Wenn Gleichberechtigung sein soll, dann muss man einfach Gleichberechtigung durchführen. Bekanntermaßen war und ist auch noch heute auf dem ehemaligen Territorium der DDR, den neuen Bundesländern die Ungleichheit deutlich geringer als in den Alten Bundesländern.
“Mann und Frau sind gleichberechtigt. Alle Gesetze und Bestimmungen, die der Gleichberechtigung der Frau entgegenstehen, sind aufgehoben”,
so steht es in Artikel 7 der DDR–Verfassung vom Oktober 1949 geschrieben. Selbst wenn die Gleichberechtigung in der DDR nicht perfekt war, ist in puncto gender-pay-gap, die Gleichberechtigung der Bezahlung in den neuen Bundesländern, selbst 30 Jahre nach Mauerfall, immer noch perfekter als im vereinigten Deutschland. So titelt die Berliner Zeitung “Im Osten hat sich das geschlechtergerechte Gehaltssystem der DDR erhalten”, da die Statistiken genau das belegen.
Nie vergessen:
De Jure ist niemand verpflichtet, sich eine Schlaufe in die Zunge zu machen oder einen Text zu formulieren, der schon beim Überfliegen Sodbrennen verursacht (Bundesgerichtshof mit Urteil vom 13.03.2018 (Az.: VI ZR 143/17). Es ist also jedem selbst überlassen, ob er sich dieser Fehlentwicklung beugt.

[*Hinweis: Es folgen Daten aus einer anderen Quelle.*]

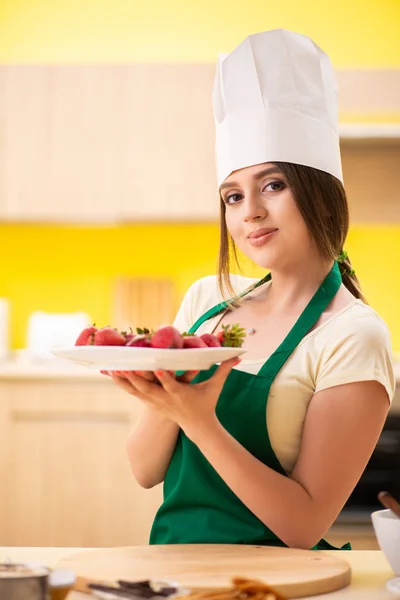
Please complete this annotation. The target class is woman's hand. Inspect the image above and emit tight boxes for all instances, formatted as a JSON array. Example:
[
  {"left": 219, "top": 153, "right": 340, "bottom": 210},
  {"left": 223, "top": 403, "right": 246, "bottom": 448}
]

Pflegen wir stattdessen einen gepflegten Umgangston, Respekt voreinander, egal welches Geschlecht mit uns kommuniziert. Wie heißt es, die Würde des Menschen ist unantastbar. Achten Sie daher eher auf die Leistung der Person als auf dummes Geschwafel. Nur so geht ein positives Miteinander.
Die Sprache unterliegt einem ständigen Wandel, aber was hier dem Menschen aufgedrückt wird, ist weder orthographisch, noch grammatikalisch erträglich und vor allem verstärkt es die Ungleichheit der zwei Geschlechter. Wenn schon, dann macht es Sinn, wo immer möglich, das generische Maskulinum zu verwenden und jedem Menschen mit dem nötigen Respekt entgegenzutreten.
Unsere Empfehlung
Lassen wir die deutsche, genderspezifische Sprache fließend, poetisch, nicht holprig sein. Widmen wir uns stattdessen der wirklichen Gleichberechtigung von Männern, Frauen sowie Menschen mit psychisch divergierenden Geschlechtsfeeling zu ihren primären Geschlechtsmerkmalen und auch der Gleichberechtigung von Kindern. Denn, es wird wahrlich Zeit die Lücke zwischen den Geschlechtern zu schließen, aber das gelingt nicht dadurch, dass die Sprache verhunzt wird, sondern indem der gegenseitige Respekt, dem Kategorischen Imperativ, nach Immanuel Kant gefrönt wird. Es geht um den Platz in der Gesellschaft, nicht um eine Konditionierung des Wertgefühles, das sich über Sex, Kleidung oder Anrede definiert.
So schreibt die australische Professorin Jenny Graves: “Es ist wahrscheinlich, dass viele – vielleicht Hunderte – von Genen zusammenarbeiten, um eine große Bandbreite an sexuellen Identitäten zu erzeugen…. Sexuelle Identitätsgene müssen nicht auf Geschlechtschromosomen sein. Sie werden also nicht unbedingt “synchron” mit einem Y-Chromosom und einem SRY-Gen sein. Dies steht im Einklang mit den Beobachtungen, dass die Geschlechtsidentität vom biologischen Geschlecht getrennt werden kann” (hier) und, so sollte hinzufügt werden, was spielt die Geschlechtsidentität für eine Rolle? Keine! Denn wie heißt der Spruch “Ein bisschen BI schadet nie” oder was sollte uns die sexuelle Orientierung interessieren, solange es einvernehmlich zwischen eigenverantwortlich handelnden Menschen geschieht und das gesellschaftlichen Miteinander nicht stört. Es stört aber, wenn die die Menschen gezwungen werden, permanent die Unterschiede hervorzukehren, um die persönliche Wertschätzung über eine sprachliche Formulierung zu erlangen. Daher noch einmal die Empfehlung: Geschlechtssneutrale Sprache, wo immer es möglich ist, hilft der Gleichstellung und verringert das anerzogene duale Denken und Handeln in gesellschaftlich Schablonen.